Case 3. A multilayer feedforward neural network has been used for this case which consists of two hidden layers and one output layer. Thus, the neural network architecture to predict the system-generated power using wind speed and wind direction as inputs is developed in this simulation study, as shown in Figure 8. The architecture shows that the number of nodes in the input, hidden layer 1, hidden layer 2, and output layer is 2 : 10 : 10 : 1. The activation function chosen at the output layer is purelin, while the activation function at both the hidden layers “” and “” is varied to evaluate the performance.
Table 4 indicates that keeping ReLU in hidden layer 1, PReLU, and FPReLU performs better than other linear variants. On the other hand, ELU and FELU perform better than other nonlinear variants. Considering the linear variants, the PReLU and FPReLU perform best in the 2nd hidden layer with ReLU in hidden layer 1. With LReLU in hidden layer 1, FLReLU and PReLU have served better than conventional ones. Similarly, with PReLU in a hidden layer 1, FReLU and FLReLU have performed better than conventional ones. Considering the nonlinear variants, all conventional ones performed better than fractional ones with ELU and SiLU in 1st hidden layer. However, all the fractional-order activation functions, namely, FReLU, FPReLU, and FLReLU, have achieved best performance than conventional ones with GELU in the 1st hidden layer. Considering the fractional-order activation functions, the combinations such as FReLU + FPReLU, FLReLU + FLReLU, FLReLU + FELU, FSiLU + FReLU, FSiLU + FLReLU, FSiLU + FPReLU, FGeLU + FReLU, FGeLU + FLReLU, and FGeLU + FPReLU have performed better than the conventional ones.

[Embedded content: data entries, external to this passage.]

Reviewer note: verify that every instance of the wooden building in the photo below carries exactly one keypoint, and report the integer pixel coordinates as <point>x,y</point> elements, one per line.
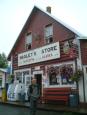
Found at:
<point>49,50</point>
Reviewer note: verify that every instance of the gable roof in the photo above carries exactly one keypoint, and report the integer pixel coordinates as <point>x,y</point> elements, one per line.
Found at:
<point>3,70</point>
<point>29,20</point>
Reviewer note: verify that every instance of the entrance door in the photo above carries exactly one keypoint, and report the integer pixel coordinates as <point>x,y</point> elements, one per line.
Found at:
<point>39,80</point>
<point>85,81</point>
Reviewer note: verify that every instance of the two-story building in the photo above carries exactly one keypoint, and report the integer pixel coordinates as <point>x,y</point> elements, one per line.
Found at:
<point>49,50</point>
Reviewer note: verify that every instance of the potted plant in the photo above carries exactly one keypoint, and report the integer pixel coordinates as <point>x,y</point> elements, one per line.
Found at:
<point>77,75</point>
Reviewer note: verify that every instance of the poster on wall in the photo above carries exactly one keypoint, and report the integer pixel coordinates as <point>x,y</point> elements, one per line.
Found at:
<point>44,53</point>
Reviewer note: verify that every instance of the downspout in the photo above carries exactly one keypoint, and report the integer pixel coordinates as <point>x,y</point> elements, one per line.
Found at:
<point>82,69</point>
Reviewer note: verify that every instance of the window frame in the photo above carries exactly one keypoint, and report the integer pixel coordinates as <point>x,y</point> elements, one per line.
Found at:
<point>47,39</point>
<point>28,43</point>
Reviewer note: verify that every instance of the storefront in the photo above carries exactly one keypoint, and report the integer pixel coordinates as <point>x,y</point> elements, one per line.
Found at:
<point>48,51</point>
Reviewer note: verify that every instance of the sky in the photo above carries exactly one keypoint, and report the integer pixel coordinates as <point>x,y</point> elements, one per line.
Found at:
<point>14,13</point>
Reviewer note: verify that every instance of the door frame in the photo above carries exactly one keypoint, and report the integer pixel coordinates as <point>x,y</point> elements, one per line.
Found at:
<point>85,80</point>
<point>39,72</point>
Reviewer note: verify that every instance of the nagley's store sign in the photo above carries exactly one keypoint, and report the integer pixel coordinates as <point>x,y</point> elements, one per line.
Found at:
<point>45,53</point>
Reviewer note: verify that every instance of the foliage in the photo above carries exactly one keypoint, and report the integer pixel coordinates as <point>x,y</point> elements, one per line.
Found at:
<point>77,75</point>
<point>67,71</point>
<point>10,78</point>
<point>3,61</point>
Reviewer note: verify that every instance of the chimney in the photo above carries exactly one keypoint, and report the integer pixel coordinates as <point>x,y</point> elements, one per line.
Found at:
<point>48,9</point>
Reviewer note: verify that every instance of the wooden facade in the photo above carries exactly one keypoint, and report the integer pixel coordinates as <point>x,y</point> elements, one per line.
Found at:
<point>35,24</point>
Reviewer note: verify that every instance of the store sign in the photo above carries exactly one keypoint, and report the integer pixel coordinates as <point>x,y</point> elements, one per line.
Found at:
<point>45,53</point>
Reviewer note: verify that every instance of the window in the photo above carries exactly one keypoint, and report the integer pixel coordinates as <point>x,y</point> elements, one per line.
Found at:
<point>28,41</point>
<point>53,79</point>
<point>48,34</point>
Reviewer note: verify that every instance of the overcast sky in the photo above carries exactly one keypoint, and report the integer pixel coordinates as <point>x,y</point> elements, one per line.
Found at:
<point>14,13</point>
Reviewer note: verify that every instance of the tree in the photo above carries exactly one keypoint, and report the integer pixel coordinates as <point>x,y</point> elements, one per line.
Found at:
<point>3,61</point>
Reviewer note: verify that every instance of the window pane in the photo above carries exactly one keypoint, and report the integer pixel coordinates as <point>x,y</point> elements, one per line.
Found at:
<point>48,31</point>
<point>29,39</point>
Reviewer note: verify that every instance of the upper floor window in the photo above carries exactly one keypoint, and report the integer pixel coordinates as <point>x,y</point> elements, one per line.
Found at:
<point>28,41</point>
<point>48,34</point>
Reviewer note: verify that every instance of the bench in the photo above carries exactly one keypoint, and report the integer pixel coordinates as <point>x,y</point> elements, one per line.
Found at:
<point>56,95</point>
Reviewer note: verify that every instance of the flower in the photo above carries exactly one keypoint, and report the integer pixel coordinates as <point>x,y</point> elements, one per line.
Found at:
<point>77,75</point>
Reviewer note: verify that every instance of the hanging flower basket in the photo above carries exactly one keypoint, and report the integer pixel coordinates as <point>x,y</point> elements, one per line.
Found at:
<point>77,75</point>
<point>52,70</point>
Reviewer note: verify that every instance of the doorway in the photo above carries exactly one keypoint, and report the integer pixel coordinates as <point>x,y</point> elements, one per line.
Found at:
<point>39,81</point>
<point>85,81</point>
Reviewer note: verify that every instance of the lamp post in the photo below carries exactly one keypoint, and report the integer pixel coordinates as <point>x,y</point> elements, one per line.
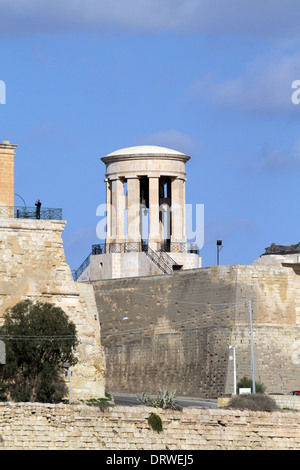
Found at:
<point>219,248</point>
<point>234,368</point>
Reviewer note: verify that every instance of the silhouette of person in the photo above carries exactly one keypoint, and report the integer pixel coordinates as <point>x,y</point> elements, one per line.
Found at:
<point>38,209</point>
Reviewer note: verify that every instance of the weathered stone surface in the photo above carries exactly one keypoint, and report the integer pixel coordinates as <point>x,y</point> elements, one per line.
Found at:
<point>180,326</point>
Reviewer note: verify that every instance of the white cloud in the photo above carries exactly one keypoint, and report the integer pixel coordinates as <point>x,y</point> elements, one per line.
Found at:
<point>173,139</point>
<point>267,18</point>
<point>265,86</point>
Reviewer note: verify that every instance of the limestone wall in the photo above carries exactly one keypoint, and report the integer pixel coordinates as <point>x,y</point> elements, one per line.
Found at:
<point>33,265</point>
<point>180,326</point>
<point>81,427</point>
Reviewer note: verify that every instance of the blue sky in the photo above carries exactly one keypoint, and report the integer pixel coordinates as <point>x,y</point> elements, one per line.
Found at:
<point>211,78</point>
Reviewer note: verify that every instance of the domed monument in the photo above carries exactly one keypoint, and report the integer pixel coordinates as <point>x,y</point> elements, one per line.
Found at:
<point>145,202</point>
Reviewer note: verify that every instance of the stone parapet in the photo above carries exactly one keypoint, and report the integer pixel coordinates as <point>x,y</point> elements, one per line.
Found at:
<point>32,426</point>
<point>33,266</point>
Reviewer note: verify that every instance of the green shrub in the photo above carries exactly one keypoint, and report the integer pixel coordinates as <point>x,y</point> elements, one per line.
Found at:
<point>245,382</point>
<point>254,402</point>
<point>155,422</point>
<point>164,399</point>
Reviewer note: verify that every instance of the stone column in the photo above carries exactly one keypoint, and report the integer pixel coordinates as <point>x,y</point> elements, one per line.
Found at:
<point>117,206</point>
<point>154,224</point>
<point>133,207</point>
<point>178,210</point>
<point>7,153</point>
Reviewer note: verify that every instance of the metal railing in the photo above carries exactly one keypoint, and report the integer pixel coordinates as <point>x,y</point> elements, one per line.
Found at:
<point>44,213</point>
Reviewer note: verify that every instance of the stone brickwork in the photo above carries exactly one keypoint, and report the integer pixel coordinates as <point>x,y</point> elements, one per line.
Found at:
<point>34,426</point>
<point>33,266</point>
<point>180,326</point>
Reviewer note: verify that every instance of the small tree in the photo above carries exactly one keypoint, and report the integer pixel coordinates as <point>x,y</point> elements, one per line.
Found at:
<point>39,339</point>
<point>245,382</point>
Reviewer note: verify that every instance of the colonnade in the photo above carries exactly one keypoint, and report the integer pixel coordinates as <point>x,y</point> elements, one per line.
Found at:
<point>166,210</point>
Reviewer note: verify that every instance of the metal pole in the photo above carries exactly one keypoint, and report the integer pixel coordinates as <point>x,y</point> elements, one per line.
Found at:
<point>234,368</point>
<point>252,353</point>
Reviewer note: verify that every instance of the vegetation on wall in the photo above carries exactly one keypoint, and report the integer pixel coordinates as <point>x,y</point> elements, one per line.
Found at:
<point>163,399</point>
<point>39,339</point>
<point>254,402</point>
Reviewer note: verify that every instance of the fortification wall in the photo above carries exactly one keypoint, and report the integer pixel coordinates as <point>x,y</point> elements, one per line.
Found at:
<point>32,426</point>
<point>33,266</point>
<point>180,326</point>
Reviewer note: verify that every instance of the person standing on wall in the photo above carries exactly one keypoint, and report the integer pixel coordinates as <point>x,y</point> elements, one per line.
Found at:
<point>38,209</point>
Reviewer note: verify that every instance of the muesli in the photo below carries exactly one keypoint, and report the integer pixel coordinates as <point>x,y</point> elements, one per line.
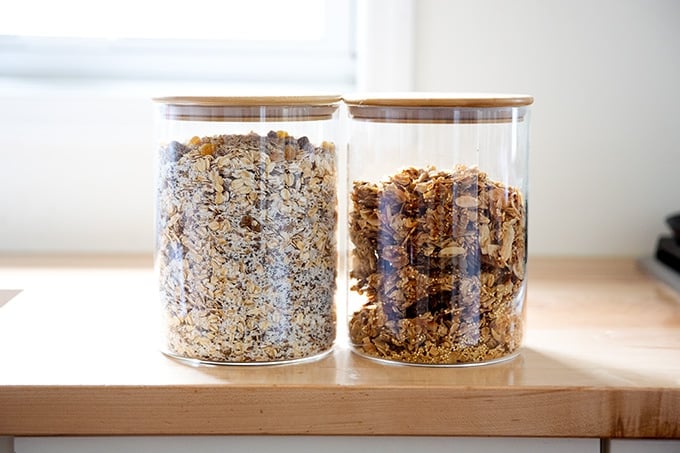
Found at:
<point>439,258</point>
<point>247,253</point>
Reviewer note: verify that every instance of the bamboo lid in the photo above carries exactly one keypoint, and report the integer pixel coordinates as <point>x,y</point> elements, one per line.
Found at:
<point>249,108</point>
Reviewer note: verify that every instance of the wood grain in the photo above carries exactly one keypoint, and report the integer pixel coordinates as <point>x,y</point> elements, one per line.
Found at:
<point>79,356</point>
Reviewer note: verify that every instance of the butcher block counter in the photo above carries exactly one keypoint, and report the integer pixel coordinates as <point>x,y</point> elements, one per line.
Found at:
<point>79,356</point>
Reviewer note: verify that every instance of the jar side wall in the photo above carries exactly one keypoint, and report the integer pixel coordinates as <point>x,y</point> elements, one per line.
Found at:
<point>437,240</point>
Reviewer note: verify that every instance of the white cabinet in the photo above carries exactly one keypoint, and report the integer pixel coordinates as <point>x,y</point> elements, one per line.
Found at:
<point>300,444</point>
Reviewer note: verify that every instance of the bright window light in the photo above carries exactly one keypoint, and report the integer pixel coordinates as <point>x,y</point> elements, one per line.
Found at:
<point>242,20</point>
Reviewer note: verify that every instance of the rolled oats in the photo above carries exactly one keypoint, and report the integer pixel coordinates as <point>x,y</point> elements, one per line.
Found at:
<point>247,253</point>
<point>439,260</point>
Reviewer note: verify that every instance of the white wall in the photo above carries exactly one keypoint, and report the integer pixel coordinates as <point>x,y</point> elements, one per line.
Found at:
<point>605,74</point>
<point>605,131</point>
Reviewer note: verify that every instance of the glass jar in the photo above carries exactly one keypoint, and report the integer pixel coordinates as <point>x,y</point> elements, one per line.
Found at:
<point>246,227</point>
<point>437,218</point>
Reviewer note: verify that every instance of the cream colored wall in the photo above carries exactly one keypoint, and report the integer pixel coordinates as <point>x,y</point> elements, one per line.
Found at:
<point>605,157</point>
<point>75,161</point>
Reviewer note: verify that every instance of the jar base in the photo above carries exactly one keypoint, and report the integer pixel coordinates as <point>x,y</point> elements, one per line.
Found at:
<point>506,358</point>
<point>201,362</point>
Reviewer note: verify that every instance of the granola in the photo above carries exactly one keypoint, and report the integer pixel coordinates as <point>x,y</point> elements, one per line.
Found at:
<point>247,247</point>
<point>439,258</point>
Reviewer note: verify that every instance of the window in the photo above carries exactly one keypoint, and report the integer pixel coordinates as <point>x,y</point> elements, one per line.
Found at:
<point>232,41</point>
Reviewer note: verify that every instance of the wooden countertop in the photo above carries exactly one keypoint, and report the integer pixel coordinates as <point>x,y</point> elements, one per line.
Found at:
<point>79,356</point>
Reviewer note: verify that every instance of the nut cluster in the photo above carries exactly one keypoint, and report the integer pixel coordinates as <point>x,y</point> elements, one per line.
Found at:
<point>247,251</point>
<point>439,257</point>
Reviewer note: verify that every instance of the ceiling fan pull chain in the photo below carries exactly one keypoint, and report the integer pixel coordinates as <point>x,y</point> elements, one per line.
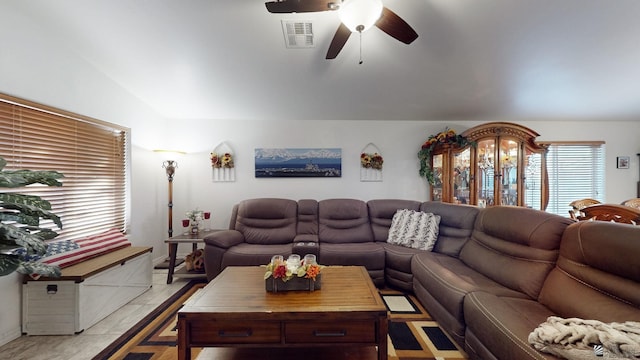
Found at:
<point>360,28</point>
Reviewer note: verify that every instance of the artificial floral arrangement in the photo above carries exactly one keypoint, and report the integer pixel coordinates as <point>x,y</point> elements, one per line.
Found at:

As an example case, the performance of the neural network model with FReLU in 1st hidden layer and FPRELU in 2nd hidden layer during training and testing is shown in Figure 9. The response in the figure depicts the best tracking performance during both the training and testing phases.
This paper has developed the fractional form of ReLU and its variants to incorporate into the neural network’s layer to improve its performance. The response of all the derived fractional activation functions has been analyzed and compared with their conventional counterparts. From the analysis, it has been observed that the fractional activation functions have provided more flexible behavior compared to the conventional ones. Further, the simulation study to predict the system-generated wind power using a neural network with the developed activation functions in the hidden layer and output layers has shown the best performance. The case studies show that the fractional-order of linear activation functions has performed well, which could be the hyper-parameter they pose in the negative plane. In Case 1, PReLU and FPReLU performed better than every other activation function. In Case 2, LReLU and FLReLU performed better than other activation functions. In Case 3, despite keeping any activation function in hidden layer 1, FLReLU performed better in all the instances than its conventional LReLU and other functions. However, the best result has been showcased by keeping PReLU in hidden layer 2 with FReLU in hidden layer 1.
The limitation of the proposed activation functions performed at the output layer will be solved in the future part of the work. Also, the fractional form of the most widely used activation function tansig will be developed, and its performance analysis will be done in a real-time case study.
The data used to support the findings of this study are included within the article.
Conflicts of Interest
The authors declare that they have no conflicts of interest.